Figure 1. Paleosols and sandstone beds in the basal Nacimiento Formation in the Bisti/De-Na-Zin Wilderness Area. Photo shows the stratigraphic interval chosen to assess sequence stratigraphic stacking patterns and paleosols.

Sequence stratigraphic, paleoenvironmental, and paleoclimate analyses. PhD student Adam Davis has been working to develop a sequence stratigraphic framework for the early Paleocene Nacimiento Formation in the Bisti-De-Na-Zin Wilderness area during the Puercan 2 land mammal age (Figure 2).  Six stratigraphic sections across on ~1 km transect have been measured and fluvial aggradational cycles (FACs) were documented in each section (Figure 2).  Analyses of these sections indicate the occurrence of eight distinct pedotypes that vary in stratigraphic occurrence across the landscape.  The paleosols and depositional facies change temporally through the section and indicate changes in landscape position relative to a major drainage system up section (Figure 3).    

Samples from paleosols from each section were processed for bulk geochemistry to reconstruct paleoclimate for the sequence.  The elemental concentrations were used to estimate mean annual paleoprecipitation (MAP) and mean annual temperature (MAT) using paleosol-based transfer functions.  MAP estimates for the paleosols range from ~100 – 165 cm/year and relatively invariant through the stratigraphic sequence.  MAT estimates range from ~9.0 – 15 °C.  Based on fossil leaf estimates and the composition of the vertebrate faunas from this stratigraphic interval, the MAT estimates are likely minimum estimates for temperature. 

Our results thus far indicate that while there were changes in environments of deposition, there was no major climatic change between the Puercan 2 (Pu2) and Puercan 3 (Pu3) North America Land Mammal “ages”.  This suggests that climate change is unlikely to be the driver of the mammalian species turnover between Pu2 and Pu3.  Future laboratory analyses of paleosol samples collected from Mesa de Cuba and Kimbeto Wash will help to determine if the changes in environments of deposition noted in the Bisti/De-Na-Zin Wilderness area were regionally significant and the potential role climate and environmental change played in influencing mammalian turnover.

Figure 2. Panorama photographs of outcrop studied in the Bisti/De-Na-Zin Wilderness Area from north (A) to west (B) with measured section transects plotted in red and hill tops emphasized with black lines.

Figure 3. Panorama photographs of Photopan Outcrop (A and C) and interpreted architectural element and facies designations plotted on the outcrop (B and D).

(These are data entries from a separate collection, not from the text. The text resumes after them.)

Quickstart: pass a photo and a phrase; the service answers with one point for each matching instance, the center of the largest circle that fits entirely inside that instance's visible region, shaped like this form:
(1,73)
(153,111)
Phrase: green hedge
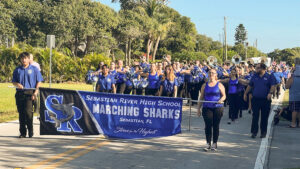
(64,67)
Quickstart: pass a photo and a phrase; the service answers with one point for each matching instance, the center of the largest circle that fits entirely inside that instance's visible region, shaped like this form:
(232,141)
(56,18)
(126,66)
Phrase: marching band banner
(118,116)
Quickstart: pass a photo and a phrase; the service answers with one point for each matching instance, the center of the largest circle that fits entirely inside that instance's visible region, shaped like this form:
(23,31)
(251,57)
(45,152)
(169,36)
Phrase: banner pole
(190,116)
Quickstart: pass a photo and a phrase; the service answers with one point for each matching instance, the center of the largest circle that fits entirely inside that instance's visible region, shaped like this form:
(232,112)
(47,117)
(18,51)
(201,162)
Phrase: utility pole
(225,38)
(246,45)
(256,44)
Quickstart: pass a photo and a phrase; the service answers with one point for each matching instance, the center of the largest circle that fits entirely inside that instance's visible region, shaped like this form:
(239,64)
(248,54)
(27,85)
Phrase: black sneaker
(21,136)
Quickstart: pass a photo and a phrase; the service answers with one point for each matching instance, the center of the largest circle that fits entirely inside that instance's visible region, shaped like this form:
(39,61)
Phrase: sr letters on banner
(119,116)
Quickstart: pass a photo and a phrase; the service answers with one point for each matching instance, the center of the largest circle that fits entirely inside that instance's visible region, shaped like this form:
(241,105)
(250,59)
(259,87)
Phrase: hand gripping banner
(114,115)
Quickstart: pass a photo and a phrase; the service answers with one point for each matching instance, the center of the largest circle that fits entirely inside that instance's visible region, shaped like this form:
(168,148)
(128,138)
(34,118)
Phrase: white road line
(7,123)
(261,155)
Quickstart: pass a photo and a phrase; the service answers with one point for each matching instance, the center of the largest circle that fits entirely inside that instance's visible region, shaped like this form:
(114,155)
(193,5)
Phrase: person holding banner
(27,79)
(120,83)
(278,76)
(168,87)
(213,94)
(106,82)
(154,81)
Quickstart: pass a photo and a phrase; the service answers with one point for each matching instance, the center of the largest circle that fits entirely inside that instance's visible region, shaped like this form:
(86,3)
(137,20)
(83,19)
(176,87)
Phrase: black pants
(120,87)
(128,89)
(25,108)
(277,90)
(151,92)
(212,118)
(233,100)
(262,107)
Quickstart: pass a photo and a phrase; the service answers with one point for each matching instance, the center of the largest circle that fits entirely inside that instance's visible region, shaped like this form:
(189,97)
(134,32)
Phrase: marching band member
(278,76)
(262,84)
(180,78)
(27,80)
(106,81)
(154,81)
(120,76)
(212,112)
(131,74)
(169,83)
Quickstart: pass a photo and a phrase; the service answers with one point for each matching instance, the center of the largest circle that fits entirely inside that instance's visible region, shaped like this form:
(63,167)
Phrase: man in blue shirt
(27,79)
(106,82)
(278,76)
(262,85)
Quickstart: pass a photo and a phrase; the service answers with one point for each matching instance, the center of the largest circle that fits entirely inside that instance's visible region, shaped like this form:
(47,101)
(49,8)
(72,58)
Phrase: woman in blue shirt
(120,76)
(213,92)
(154,81)
(106,82)
(168,87)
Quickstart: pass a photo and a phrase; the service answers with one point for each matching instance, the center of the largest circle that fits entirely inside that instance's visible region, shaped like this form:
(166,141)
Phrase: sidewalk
(284,150)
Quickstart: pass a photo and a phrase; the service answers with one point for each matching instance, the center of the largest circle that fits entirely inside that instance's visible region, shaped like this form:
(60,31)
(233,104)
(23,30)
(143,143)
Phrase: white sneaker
(214,147)
(207,148)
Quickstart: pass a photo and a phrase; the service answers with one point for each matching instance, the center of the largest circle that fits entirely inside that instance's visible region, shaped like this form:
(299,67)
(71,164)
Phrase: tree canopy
(141,27)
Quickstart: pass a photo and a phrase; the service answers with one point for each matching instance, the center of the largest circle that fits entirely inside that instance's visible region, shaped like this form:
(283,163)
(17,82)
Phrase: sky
(274,23)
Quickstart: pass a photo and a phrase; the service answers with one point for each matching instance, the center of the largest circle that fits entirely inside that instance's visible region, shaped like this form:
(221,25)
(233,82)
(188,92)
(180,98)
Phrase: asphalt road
(236,148)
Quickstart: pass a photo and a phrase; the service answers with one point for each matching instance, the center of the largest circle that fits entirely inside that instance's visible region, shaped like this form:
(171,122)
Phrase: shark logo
(64,116)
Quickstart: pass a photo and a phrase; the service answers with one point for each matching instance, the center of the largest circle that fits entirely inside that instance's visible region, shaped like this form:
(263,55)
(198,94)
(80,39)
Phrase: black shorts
(294,106)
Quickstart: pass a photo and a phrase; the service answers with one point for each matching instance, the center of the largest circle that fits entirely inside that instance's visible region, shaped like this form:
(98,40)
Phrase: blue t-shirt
(261,85)
(233,86)
(106,82)
(168,86)
(153,81)
(285,74)
(28,77)
(277,76)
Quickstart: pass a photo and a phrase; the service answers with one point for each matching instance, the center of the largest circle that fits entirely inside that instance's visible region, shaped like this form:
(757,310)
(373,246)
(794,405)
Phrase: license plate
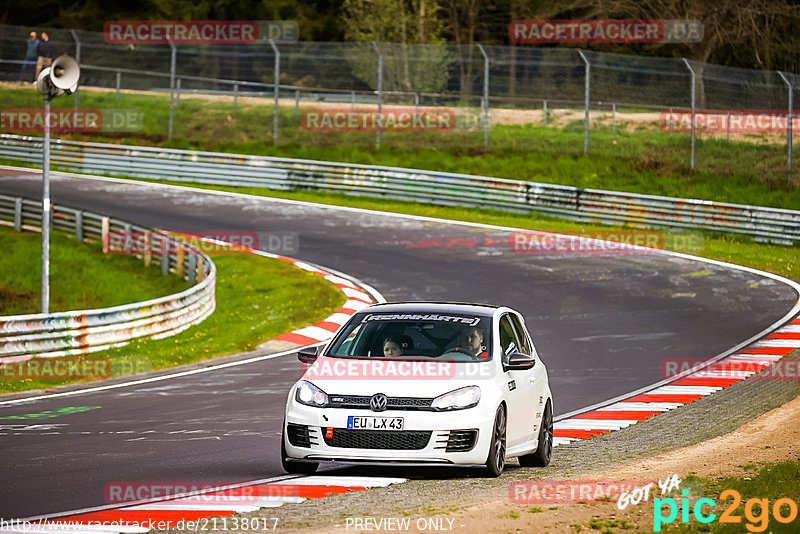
(374,423)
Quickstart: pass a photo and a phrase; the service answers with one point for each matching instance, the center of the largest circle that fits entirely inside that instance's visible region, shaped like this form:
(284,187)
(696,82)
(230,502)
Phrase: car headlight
(310,395)
(459,399)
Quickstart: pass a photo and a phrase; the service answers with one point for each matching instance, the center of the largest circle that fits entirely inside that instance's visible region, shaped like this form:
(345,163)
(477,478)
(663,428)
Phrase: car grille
(458,441)
(359,402)
(301,435)
(376,439)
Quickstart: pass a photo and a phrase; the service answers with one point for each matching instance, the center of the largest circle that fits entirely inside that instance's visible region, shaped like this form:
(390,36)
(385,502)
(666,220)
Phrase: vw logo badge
(378,402)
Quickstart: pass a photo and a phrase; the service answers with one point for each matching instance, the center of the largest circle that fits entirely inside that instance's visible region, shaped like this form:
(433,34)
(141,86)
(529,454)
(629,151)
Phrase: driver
(471,340)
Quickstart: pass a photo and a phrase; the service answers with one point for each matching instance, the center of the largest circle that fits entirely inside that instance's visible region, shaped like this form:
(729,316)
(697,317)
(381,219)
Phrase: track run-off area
(603,323)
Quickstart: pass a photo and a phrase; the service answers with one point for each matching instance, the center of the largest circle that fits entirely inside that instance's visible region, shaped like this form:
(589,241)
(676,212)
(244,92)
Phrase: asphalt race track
(601,322)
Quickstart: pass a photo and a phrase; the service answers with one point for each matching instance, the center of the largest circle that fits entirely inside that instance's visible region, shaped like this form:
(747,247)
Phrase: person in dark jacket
(31,55)
(45,52)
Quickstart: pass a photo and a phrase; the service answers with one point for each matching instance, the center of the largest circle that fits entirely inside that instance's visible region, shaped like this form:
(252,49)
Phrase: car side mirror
(519,361)
(307,354)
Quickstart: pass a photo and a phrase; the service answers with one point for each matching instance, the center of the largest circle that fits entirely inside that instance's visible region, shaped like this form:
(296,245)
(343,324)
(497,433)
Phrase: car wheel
(541,457)
(295,468)
(496,461)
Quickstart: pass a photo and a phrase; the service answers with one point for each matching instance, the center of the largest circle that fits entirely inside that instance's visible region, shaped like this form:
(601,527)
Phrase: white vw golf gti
(422,384)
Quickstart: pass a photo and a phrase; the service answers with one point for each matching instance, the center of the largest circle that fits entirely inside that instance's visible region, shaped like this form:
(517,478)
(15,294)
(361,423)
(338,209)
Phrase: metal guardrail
(76,332)
(586,205)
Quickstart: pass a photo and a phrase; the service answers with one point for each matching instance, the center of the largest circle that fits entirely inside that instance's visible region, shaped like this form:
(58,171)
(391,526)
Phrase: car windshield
(455,337)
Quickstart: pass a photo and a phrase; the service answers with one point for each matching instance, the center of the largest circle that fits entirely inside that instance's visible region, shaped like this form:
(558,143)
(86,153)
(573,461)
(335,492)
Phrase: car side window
(524,342)
(508,339)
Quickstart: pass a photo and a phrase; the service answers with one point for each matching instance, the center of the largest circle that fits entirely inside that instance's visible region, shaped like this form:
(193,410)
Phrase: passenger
(471,341)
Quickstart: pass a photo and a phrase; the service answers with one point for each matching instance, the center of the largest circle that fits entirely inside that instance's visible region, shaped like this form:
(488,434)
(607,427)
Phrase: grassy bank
(642,159)
(78,280)
(257,299)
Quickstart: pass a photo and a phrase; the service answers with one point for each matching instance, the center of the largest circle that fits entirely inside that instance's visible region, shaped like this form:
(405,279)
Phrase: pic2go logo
(756,511)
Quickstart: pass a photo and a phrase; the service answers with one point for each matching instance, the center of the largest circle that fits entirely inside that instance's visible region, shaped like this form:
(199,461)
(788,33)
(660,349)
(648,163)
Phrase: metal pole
(276,90)
(694,110)
(45,296)
(380,93)
(544,109)
(789,126)
(78,60)
(586,97)
(173,59)
(613,117)
(485,97)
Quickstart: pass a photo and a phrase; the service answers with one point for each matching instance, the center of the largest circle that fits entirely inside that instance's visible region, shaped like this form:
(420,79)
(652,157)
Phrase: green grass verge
(257,299)
(78,281)
(646,160)
(765,486)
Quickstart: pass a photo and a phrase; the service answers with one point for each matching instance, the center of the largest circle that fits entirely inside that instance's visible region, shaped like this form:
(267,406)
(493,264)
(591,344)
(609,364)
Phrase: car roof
(486,310)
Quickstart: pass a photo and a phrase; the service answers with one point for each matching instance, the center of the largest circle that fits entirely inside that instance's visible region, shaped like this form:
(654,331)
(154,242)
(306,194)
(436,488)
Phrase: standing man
(45,52)
(31,53)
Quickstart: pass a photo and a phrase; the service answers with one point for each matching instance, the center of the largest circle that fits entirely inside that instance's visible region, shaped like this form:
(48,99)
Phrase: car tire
(295,468)
(496,461)
(544,452)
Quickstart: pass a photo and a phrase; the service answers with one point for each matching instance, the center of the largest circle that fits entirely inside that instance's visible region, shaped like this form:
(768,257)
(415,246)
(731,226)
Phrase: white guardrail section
(609,207)
(76,332)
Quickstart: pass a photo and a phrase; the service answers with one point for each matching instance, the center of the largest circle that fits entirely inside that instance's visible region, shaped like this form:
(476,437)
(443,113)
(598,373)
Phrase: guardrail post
(173,59)
(277,90)
(179,260)
(788,126)
(613,117)
(380,94)
(544,110)
(192,274)
(485,97)
(18,214)
(147,248)
(78,60)
(694,110)
(587,72)
(79,226)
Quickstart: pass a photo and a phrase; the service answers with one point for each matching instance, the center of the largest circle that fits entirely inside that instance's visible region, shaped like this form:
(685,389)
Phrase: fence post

Measured section paths are given by red lines and measured section numbers are given above or below.

Professional development. During the second year of the project, this project has provided valuable training and career advancement for the PI and students.  The supported work has advanced the PI’s research into a new direction assessing paleosols and sequence stratigraphy.  PhD student Davis has been engaged in the project in a supervisory role and has gained valuable experience working with and mentoring undergraduates.  PhD student Caitlin Leslie has also engaged in this project and has gained valuable field and laboratory experience.  Two undergraduate students worked on this project and gained valuable laboratory research experience.